I need to monitor if a certain process is running at least once in a remote linux machine. I can do it either with check_by_ssh or NRPE.But for the alarming procedure if the process is not running and correct me if I am wrong…
NRPE: When the process is not running the NRPE togeter with the check_procs plugin will generate a change of state to CRITICAL in the service. and also, when nagios is not able to communicate with the remote maching.
check_by_ssh: will only generate a change of state in the remote service when plugin is not able to connect. If the process is not running it will show OK but with the information that the process is not running (check by ssh will execute “ps fax | grep process | grep -v grep | wc -l”) So it will just alert me when nagios is not able to communicate via SSH.

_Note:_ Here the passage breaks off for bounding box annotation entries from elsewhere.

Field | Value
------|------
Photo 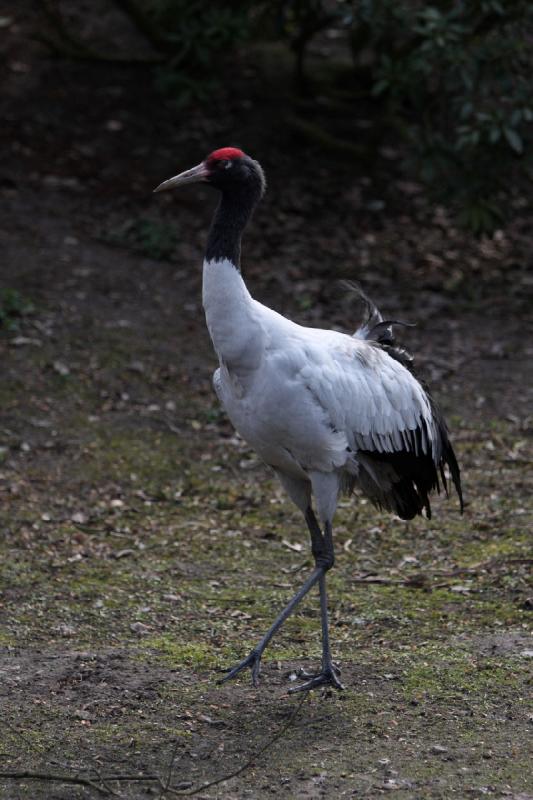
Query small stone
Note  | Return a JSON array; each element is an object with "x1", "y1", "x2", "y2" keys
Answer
[{"x1": 130, "y1": 622, "x2": 150, "y2": 636}]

if “ps fax | grep process | grep -v grep | wc -l” happens to output a 0, it still exits with no error code (it’ll run successfully every time unless ps, grep, or wc binaries magically dissapear). So, the only way for check_by_ssh to return an error code and as a result have the service change state is if check_by_ssh times out, then you’ll get a CRITICAL with a timeout failure message.
You could also make a script that runs that command, then does an if statement (ie: PROCS = ps fax | grep process | grep -v grep | wc -l ; if $PROCS == 0 ; then echo “omg omg omg” ; exit 2 ; fi ) and that would make either of the methods return critical.
Thank you for the reply MP “omg omg omg” was very funny.
I am working currently on a script like the one you wrote, a little more advanced when you can define warning and critical states. And together with the connect_by_ssh can work for process or parse data from remote computer. Maybe I’ll put on nagiosexchange when I finish. I think is pretty useful and you don’t have to install nothing in remote machines.